The Ultimate Game of Strategy
Chapter 12
A question of trust

Various kinds of cooperators

Soon after the discussions with this developer, I visited the annual Internet World trade show being held at Olympia in London. I was wandering around, looking at the various companies exhibiting their products and services, when my eye caught a stand that was offering the services of expert programmers from India. I spoke to the Indian director of this company who was in London for a short visit and asked him how they operated.

He told me that they worked exclusively through a company in the UK, who got contracts for them. Apparently, there were a team of fifty programmers and graphic designers in India who were working for a tenth of the salaries that were being paid to their counterparts in the UK. He was at great pains to stress that all of the employees were highly skilled and took great trouble to make sure the work they carried out was exactly to specification and tested exhaustively.

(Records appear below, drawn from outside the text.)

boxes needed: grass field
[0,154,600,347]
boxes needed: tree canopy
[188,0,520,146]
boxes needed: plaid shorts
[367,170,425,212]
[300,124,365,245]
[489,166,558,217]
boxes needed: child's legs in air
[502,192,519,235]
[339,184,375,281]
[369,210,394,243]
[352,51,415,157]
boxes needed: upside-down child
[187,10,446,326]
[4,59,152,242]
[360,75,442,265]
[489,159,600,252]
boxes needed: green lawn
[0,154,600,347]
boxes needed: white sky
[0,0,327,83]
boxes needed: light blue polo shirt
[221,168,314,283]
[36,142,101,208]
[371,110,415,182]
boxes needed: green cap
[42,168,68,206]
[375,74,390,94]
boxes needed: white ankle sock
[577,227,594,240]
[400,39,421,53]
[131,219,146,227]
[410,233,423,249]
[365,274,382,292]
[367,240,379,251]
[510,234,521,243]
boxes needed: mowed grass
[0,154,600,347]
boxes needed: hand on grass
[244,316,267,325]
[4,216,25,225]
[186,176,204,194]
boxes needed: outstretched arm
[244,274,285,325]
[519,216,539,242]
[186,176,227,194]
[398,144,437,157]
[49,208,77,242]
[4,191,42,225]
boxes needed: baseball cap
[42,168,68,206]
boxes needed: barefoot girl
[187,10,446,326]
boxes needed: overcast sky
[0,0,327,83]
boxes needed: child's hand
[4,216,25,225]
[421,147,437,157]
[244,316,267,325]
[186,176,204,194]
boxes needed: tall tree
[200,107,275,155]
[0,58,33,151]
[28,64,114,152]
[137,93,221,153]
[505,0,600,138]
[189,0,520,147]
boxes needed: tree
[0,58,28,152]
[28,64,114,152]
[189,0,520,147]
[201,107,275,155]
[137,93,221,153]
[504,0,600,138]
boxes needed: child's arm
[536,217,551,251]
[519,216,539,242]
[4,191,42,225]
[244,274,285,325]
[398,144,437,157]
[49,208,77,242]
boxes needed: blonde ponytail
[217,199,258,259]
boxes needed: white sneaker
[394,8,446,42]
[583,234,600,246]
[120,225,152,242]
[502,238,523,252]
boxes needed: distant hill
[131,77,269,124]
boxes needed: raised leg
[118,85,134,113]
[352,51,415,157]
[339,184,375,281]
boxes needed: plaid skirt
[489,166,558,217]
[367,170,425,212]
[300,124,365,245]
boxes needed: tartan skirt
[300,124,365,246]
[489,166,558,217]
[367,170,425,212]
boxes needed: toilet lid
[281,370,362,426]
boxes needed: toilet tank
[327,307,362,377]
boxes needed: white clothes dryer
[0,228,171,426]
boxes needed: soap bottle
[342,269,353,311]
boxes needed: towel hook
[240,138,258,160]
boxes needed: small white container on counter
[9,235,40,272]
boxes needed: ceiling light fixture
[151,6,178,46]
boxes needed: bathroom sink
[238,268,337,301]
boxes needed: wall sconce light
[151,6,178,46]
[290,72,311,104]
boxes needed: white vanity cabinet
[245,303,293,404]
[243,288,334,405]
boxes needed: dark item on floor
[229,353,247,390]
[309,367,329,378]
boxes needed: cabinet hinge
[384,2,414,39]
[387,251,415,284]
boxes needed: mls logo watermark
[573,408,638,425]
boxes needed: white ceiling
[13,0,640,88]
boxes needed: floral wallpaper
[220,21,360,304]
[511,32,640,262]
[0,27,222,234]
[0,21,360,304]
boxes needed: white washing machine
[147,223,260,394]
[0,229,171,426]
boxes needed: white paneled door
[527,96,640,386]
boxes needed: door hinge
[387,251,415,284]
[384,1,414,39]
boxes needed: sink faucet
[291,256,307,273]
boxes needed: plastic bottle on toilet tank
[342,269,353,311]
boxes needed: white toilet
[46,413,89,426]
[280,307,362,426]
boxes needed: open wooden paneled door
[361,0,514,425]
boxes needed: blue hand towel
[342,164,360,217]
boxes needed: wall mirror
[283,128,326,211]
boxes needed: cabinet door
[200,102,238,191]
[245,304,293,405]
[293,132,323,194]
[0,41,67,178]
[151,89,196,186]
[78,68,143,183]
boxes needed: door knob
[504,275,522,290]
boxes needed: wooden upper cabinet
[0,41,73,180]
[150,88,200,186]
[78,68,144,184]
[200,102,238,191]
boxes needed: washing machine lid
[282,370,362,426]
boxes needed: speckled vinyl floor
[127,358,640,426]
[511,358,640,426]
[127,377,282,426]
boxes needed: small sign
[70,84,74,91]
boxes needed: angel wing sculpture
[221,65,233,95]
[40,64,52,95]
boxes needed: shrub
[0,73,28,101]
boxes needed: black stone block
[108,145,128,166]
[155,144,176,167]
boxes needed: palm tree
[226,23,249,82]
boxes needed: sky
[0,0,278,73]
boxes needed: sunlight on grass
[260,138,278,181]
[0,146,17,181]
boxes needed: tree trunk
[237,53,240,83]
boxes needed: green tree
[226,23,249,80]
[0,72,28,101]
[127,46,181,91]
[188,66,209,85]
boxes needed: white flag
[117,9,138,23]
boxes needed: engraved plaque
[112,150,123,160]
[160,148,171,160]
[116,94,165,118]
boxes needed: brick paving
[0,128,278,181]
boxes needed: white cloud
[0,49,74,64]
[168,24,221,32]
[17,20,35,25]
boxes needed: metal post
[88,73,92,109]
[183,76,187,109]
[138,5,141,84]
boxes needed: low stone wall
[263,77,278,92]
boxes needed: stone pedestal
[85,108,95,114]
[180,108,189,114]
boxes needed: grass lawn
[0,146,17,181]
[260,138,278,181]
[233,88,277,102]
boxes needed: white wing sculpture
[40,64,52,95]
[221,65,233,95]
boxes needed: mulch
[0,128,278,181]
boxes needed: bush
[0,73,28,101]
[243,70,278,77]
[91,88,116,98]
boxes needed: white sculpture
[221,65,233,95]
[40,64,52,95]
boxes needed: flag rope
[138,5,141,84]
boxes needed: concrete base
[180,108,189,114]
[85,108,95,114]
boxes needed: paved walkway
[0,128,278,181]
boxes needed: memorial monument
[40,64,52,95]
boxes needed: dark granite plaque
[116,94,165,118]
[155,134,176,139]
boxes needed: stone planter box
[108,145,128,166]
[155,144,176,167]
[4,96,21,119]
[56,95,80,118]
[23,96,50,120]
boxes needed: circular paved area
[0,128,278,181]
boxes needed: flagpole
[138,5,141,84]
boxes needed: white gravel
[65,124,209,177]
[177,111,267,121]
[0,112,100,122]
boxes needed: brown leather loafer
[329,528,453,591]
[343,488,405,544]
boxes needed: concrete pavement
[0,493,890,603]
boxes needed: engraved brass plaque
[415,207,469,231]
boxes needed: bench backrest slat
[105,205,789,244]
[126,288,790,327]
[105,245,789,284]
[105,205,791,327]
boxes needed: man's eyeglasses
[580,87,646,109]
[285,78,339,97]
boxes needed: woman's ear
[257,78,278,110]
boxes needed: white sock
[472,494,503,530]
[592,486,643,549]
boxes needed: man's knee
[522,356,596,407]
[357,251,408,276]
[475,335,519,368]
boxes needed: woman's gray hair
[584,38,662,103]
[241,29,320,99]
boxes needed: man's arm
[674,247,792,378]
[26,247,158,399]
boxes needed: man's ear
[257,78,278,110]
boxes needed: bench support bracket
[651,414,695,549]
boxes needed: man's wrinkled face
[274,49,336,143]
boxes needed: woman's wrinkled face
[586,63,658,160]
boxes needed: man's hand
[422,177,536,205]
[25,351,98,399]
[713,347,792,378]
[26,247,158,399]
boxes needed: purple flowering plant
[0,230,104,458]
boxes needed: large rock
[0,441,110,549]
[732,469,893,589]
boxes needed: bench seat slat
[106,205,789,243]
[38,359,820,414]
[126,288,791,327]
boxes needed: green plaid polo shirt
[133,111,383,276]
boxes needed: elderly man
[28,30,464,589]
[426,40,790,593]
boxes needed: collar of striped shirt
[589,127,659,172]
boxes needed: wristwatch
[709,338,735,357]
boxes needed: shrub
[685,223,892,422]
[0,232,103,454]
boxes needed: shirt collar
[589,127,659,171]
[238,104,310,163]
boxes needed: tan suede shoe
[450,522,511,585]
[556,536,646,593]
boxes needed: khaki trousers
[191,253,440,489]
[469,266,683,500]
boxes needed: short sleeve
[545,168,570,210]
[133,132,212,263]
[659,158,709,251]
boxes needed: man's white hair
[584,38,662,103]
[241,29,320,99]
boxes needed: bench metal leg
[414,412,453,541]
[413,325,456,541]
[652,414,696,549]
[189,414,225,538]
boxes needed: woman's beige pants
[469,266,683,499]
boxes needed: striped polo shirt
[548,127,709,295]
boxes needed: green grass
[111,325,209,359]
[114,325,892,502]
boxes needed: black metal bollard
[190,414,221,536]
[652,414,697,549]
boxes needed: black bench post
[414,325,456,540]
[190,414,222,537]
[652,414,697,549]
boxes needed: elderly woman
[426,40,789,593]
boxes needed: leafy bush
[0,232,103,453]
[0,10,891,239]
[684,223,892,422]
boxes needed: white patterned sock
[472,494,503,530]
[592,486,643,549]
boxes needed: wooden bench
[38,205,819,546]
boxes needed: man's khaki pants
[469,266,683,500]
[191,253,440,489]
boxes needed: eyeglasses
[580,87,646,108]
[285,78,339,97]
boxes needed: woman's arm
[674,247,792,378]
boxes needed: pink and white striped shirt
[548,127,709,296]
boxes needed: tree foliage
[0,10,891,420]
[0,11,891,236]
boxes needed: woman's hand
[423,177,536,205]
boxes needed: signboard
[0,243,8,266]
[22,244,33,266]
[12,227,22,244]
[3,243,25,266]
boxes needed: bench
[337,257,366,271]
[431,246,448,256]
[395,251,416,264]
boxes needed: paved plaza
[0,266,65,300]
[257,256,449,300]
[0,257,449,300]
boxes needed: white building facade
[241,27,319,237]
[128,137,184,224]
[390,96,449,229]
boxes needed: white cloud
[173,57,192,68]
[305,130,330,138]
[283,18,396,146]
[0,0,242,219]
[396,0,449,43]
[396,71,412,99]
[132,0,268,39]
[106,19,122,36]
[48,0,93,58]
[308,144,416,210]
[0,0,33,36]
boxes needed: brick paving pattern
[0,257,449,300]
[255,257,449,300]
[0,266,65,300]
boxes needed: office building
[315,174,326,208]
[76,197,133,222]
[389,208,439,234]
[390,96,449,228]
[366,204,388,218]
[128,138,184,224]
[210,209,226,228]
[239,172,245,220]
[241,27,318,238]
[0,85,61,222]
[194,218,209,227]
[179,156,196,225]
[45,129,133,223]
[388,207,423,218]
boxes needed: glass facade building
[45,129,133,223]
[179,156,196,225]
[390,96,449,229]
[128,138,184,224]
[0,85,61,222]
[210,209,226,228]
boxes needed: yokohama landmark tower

I asked if they could work flexibly with a very loose specification that was incomplete and could be constantly changed and updated. He look at me as if I was mad. "No", he explained patiently, "We have to have an exact and detailed specification otherwise we can't handle it".

Immediately, the flaw in what would seem to be an ideal solution for cost reduction was exposed. These expert worker may be working cheaply, but, they were confined to working within a predetermined structural plan. Any form of genetic algorithm approach, to create an evolving solution would be impractical.

Comparing in my mind the flexible strategy employed by the developer I'd been speaking to and the services being offered by the firm of low cost employees in India, I wondered if there was a way in which these could be combined and brought within the frame work of a genetic algorithm approach where solutions evolved. It seemed to be a suitable problem for Game Theory to solve.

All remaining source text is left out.